I need help with proving two trigonometric expressions:

1) tanA - tanB = tanB tan(A-B)
tanA - cotB

2) tan (x - y) + tany
tan (x - y) - coty

2. Can anyone show me how to prove these questions?

3. hello friend, as far as i know, trig. expressions are not proven, they are usually simplified....are the above two questions identities that you want help with?

and with the second, if its proving, what do you want us to prove?

and for the first, do you want us to prove this:

$\frac{\tan A - \tan B} {\tan A - \cot B } = \tan B \tan (A-B)$

- sugarT

4. Originally Posted by Sallyvinka
Hi there,

I need help with proving two trigonometric expressions:

1) tanA - tanB = tanB tan(A-B)
tanA - cotB

2) tan (x - y) + tany
tan (x - y) - coty

In the first problem there is a typo. It should be

$\frac{tanA - tanB}{tanA + cotB}$

Put cot(B) = 1/tan(B) simplify.

In the second problem put cot(y) = 1/tan(y). The problem becomes

$\frac{tan(x-y) + tan(y)}{tan(x-y) - \frac{1}{tan(y)}}$

Now simplify.

5. The question in my textbook says prove that you can get from the left hand side to the right hand side using trigonometric equations for:

6. Originally Posted by Sallyvinka
The question in my textbook says prove that you can get from the left hand side to the right hand side using trigonometric equations for:

tan(A - B) = [( tan(A) - tan(B)]/[1 + tan(A)tan(B)]

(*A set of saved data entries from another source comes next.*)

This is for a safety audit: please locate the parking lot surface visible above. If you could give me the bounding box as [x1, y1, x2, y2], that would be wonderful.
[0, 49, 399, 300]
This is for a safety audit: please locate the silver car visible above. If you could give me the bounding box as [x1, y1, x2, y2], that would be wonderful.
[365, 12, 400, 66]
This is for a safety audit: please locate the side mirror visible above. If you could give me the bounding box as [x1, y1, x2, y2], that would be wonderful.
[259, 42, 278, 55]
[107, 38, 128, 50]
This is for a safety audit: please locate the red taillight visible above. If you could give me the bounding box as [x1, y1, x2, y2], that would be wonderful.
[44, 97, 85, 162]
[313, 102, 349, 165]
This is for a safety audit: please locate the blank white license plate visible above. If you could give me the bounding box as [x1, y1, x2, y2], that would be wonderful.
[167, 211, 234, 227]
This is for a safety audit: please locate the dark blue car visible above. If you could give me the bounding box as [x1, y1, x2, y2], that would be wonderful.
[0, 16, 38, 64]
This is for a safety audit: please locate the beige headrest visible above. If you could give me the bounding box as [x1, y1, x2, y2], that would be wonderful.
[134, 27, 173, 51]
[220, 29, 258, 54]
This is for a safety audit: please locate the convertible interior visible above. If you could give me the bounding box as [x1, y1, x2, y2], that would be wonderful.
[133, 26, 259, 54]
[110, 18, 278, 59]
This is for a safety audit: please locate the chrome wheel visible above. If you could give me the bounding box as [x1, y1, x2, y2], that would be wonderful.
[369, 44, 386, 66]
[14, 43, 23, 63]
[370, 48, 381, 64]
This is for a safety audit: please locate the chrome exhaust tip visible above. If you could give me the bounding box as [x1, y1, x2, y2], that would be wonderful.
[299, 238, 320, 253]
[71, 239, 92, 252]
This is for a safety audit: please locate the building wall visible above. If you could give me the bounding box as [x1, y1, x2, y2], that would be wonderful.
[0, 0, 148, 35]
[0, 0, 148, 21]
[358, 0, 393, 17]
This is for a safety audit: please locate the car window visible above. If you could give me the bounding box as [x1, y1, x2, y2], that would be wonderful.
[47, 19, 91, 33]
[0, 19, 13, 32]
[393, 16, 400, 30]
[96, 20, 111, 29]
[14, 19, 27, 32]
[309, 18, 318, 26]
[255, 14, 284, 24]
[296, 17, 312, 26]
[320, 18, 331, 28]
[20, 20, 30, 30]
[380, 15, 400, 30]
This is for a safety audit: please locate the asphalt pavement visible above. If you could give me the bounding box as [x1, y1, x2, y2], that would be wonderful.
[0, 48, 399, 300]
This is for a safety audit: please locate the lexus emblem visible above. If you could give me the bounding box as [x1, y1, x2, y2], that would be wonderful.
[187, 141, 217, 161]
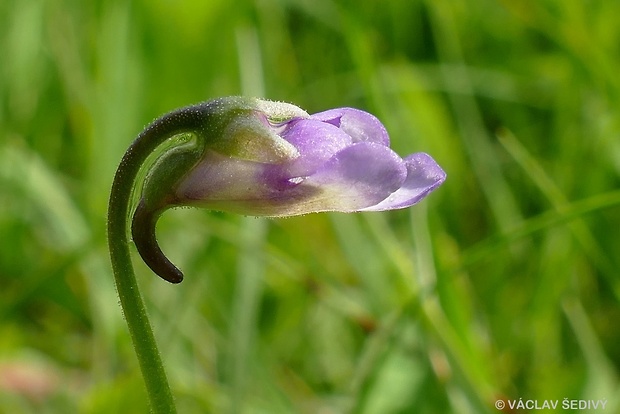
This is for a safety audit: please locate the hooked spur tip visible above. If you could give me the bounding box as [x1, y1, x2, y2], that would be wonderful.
[131, 199, 185, 284]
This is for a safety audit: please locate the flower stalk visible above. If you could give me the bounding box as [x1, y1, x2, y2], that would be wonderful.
[107, 104, 208, 412]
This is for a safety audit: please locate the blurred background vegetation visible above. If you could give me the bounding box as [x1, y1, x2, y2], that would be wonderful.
[1, 0, 619, 412]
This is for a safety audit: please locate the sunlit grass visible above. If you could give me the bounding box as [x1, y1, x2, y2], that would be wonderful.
[1, 0, 619, 412]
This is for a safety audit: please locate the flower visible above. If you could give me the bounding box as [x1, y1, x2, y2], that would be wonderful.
[132, 97, 446, 282]
[165, 98, 445, 217]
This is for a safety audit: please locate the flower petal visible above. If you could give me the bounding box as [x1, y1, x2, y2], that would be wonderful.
[175, 151, 268, 204]
[281, 119, 352, 177]
[311, 108, 390, 145]
[360, 153, 446, 211]
[286, 141, 407, 213]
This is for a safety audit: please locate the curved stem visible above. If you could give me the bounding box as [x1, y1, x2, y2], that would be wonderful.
[107, 104, 207, 413]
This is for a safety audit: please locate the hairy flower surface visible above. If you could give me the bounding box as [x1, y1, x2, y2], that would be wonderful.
[167, 98, 445, 216]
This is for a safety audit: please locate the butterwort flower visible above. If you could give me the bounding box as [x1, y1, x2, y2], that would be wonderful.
[131, 97, 445, 282]
[108, 96, 446, 412]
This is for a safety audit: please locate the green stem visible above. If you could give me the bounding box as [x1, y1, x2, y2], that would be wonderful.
[107, 105, 205, 413]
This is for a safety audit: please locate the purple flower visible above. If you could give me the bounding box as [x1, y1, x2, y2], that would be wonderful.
[132, 97, 445, 282]
[171, 99, 446, 217]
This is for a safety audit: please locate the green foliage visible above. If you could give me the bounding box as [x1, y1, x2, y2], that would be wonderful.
[1, 0, 619, 412]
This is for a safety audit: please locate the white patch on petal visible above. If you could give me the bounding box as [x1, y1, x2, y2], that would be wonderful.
[287, 176, 305, 185]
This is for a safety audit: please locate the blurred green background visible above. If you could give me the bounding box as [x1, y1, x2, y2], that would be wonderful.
[1, 0, 619, 412]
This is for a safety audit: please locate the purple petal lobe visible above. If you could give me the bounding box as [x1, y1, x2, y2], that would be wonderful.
[281, 119, 352, 177]
[293, 142, 407, 213]
[360, 153, 446, 211]
[311, 108, 390, 145]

So there must a print mistake in the problem.

7. ye there must, i tried working it out, it don't lead to what your textbook was asking

8. Hello Sallyvinka
Originally Posted by Sallyvinka
Hi there,

I need help with proving two trigonometric expressions:

1) tanA - tanB = tanB tan(A-B)
tanA - cotB
As others have pointed out, there is a mistake in this question. It should read:
$\frac{\tan A + \tan B}{\tan A - \cot B}=\tan B \tan(A-B)$
2) tan (x - y) + tany
tan (x - y) - coty
You don't say what you want to prove here. But perhaps it's this:
$\frac{\tan(x-y)+\tan y}{\tan(x-y) -\cot y}$
$=\frac{\tan y(\tan(x-y)+\tan y)}{\tan y\tan(x-y) -1}$, multiplying 'top-and-bottom' by $\tan y$

$=-\tan y\cdot\frac{\tan(x-y)+\tan y}{1-\tan y\tan(x-y)}$, re-arranging

$=-\tan y \cdot\tan([x-y]+y)$, using $\tan(A+B) = \frac{\tan A + \tan B}{1-\tan A \tan B}$

$=-\tan x \tan y$